Always, after she had handled the snake, Dr. Drema
washed her hands. Someone at the pet store had said, “You must always wash your hands after handling the snake,” plus one other indelible word:
ectoparasite
. Convincing!

Herpatia, in her twenty-gallon tank, became a point of focus for Dr. Drema’s patients—a live animal, a mythic presence, but not active enough to distract from the analytic work. The snake also drew Mike naturally into this room of confidences in which anything could be said. Dr. Drema herself found the atmosphere—the live animal, the heavy silence, the glittering bands of dust from old rugs in the air—vicariously liberating. She liked all animals, but especially nonmammals. Before the corn snake—in San Miguel—she used to keep a little yellow bird, which sometimes sat upon her shoulder while she listened to her patients talk.

Sometimes she sat in the consulting room with Mike and kept him company while he handled Herpatia. In Dr. Drema’s professional opinion, Mike, at ten, was a too-busy child, always studying Greek or Latin, or tennis, or openings in chess, or practicing Wholfheart on the violin. Peter Dvorjak took his responsibilities as a parent seriously. A serious person himself, he rose every morning at 5:00 a.m. to stretch and do his movement exercises. He then spent hours every day rehearsing—living in his body.

The level of the Dvorjaks’ activity intrigued Dr. Drema. Most days, she sat in her consulting room drinking mugs of weak tea, which she replenished with water from her electric kettle, while patients came to her, or called, at their own expense, on the telephone.

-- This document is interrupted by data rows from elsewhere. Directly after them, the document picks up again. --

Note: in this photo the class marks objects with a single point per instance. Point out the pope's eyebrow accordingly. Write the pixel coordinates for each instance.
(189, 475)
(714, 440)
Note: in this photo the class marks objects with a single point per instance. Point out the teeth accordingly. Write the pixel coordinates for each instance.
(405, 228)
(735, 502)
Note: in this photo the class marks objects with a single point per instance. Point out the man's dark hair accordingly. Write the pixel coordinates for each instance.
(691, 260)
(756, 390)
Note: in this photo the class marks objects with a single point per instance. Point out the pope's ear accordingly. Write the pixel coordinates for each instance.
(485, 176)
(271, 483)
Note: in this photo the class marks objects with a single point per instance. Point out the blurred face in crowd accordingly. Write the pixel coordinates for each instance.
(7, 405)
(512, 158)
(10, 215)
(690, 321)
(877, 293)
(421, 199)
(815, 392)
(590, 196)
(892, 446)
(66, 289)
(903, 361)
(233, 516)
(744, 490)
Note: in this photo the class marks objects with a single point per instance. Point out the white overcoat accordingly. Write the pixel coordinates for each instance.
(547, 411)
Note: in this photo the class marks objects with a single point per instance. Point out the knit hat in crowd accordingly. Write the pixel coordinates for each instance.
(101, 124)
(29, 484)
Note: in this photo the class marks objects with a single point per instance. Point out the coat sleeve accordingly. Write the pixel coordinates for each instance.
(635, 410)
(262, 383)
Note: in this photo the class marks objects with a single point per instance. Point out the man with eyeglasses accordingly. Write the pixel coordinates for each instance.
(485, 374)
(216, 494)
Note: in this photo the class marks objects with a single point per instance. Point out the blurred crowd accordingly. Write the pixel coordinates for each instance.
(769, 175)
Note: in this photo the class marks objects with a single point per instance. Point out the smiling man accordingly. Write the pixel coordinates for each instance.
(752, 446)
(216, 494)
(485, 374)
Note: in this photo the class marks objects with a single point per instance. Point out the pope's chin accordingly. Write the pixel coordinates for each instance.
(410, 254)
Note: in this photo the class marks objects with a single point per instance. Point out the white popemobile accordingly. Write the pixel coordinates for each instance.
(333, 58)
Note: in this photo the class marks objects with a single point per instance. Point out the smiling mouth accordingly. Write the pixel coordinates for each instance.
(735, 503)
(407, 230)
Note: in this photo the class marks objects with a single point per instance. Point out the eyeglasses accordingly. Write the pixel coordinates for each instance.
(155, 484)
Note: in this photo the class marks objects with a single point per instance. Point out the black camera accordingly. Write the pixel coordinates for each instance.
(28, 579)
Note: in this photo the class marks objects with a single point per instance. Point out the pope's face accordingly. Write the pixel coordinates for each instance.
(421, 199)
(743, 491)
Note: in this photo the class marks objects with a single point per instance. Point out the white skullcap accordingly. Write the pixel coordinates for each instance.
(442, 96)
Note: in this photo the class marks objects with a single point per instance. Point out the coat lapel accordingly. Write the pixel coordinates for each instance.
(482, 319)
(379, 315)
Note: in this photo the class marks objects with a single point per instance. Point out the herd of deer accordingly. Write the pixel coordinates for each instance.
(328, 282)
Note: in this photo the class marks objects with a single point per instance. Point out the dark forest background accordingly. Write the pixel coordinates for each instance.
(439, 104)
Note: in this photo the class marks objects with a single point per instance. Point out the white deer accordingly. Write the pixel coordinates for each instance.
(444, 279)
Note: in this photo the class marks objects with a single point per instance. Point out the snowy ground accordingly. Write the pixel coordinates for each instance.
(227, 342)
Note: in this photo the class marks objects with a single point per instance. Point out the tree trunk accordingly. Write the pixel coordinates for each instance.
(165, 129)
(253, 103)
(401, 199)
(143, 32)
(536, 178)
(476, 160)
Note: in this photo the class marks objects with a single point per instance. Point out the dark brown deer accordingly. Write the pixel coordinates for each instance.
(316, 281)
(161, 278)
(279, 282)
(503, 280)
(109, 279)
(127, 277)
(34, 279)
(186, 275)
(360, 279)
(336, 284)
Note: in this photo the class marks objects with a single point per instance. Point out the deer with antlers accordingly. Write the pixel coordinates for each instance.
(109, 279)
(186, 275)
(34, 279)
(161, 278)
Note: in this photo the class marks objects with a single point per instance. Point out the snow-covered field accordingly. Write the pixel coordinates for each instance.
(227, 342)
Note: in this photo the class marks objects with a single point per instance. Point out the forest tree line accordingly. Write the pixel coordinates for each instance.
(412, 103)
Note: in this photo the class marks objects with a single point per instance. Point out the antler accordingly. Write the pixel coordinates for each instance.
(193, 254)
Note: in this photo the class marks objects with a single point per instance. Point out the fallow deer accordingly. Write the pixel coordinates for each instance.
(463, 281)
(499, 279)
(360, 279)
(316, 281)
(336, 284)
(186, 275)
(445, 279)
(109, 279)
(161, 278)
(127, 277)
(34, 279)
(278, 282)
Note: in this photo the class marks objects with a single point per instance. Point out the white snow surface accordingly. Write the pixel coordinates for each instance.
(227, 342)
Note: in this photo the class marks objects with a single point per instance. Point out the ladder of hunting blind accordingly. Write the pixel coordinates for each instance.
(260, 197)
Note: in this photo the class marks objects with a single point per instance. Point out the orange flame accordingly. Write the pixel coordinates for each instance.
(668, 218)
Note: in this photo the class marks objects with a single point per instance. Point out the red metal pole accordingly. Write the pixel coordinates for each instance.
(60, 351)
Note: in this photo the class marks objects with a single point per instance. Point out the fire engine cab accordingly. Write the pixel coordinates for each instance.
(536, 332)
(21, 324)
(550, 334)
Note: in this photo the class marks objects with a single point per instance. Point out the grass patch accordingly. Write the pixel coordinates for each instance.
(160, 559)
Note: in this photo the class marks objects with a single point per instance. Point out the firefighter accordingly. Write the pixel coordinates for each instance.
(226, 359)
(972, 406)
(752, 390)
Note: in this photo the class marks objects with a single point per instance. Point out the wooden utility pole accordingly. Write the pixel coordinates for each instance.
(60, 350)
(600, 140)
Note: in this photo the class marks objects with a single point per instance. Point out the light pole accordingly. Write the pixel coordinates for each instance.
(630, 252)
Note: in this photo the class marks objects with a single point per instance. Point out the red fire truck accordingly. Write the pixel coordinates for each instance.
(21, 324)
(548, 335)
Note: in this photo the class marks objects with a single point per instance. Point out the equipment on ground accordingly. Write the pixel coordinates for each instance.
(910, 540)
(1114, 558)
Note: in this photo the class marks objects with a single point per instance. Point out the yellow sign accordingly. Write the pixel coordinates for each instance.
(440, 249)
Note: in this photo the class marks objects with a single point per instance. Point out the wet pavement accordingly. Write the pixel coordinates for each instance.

Although anguished young professionals were her bread and butter, Dr. Drema found most satisfaction working with adolescents. Their relative openness did not draw her, because the open kind of child did not visit Dr. Drema. The children Dr. Drema saw had clouded over. Their eyes had a milky bluish cast, like Herpatia’s eyes before she shed her skin. Some had damaged their surfaces—cut them, or stuffed or shrunk them. Some had no surface at all, only depths, which Dr. Drema tried to plumb in a series of fifty-minute hours. She always had a beautiful career; she intended to write a book on adolescence, the cliff over which one had to persuade oneself to jump. In her dreams she heard the tone she needed; the whole scope of her work revealed itself. But when she woke, she could not hold on to it—sometimes in her dreams this tone was a scent, something wild and animal, and she, Dr. Drema, lay concealed, ready to strike and seize it.

Dr. Drema’s large house easily embraced Peter and Mike; she’d planned from the start to take them in. Her income, supplemented by the pittance Peter Dvorjak brought in from his grants, could support them all. Such generosity came easily to Dr. Drema, because Peter brought riches of his own: an energy that came from performing, from creating something original—dances, choreography, and the child.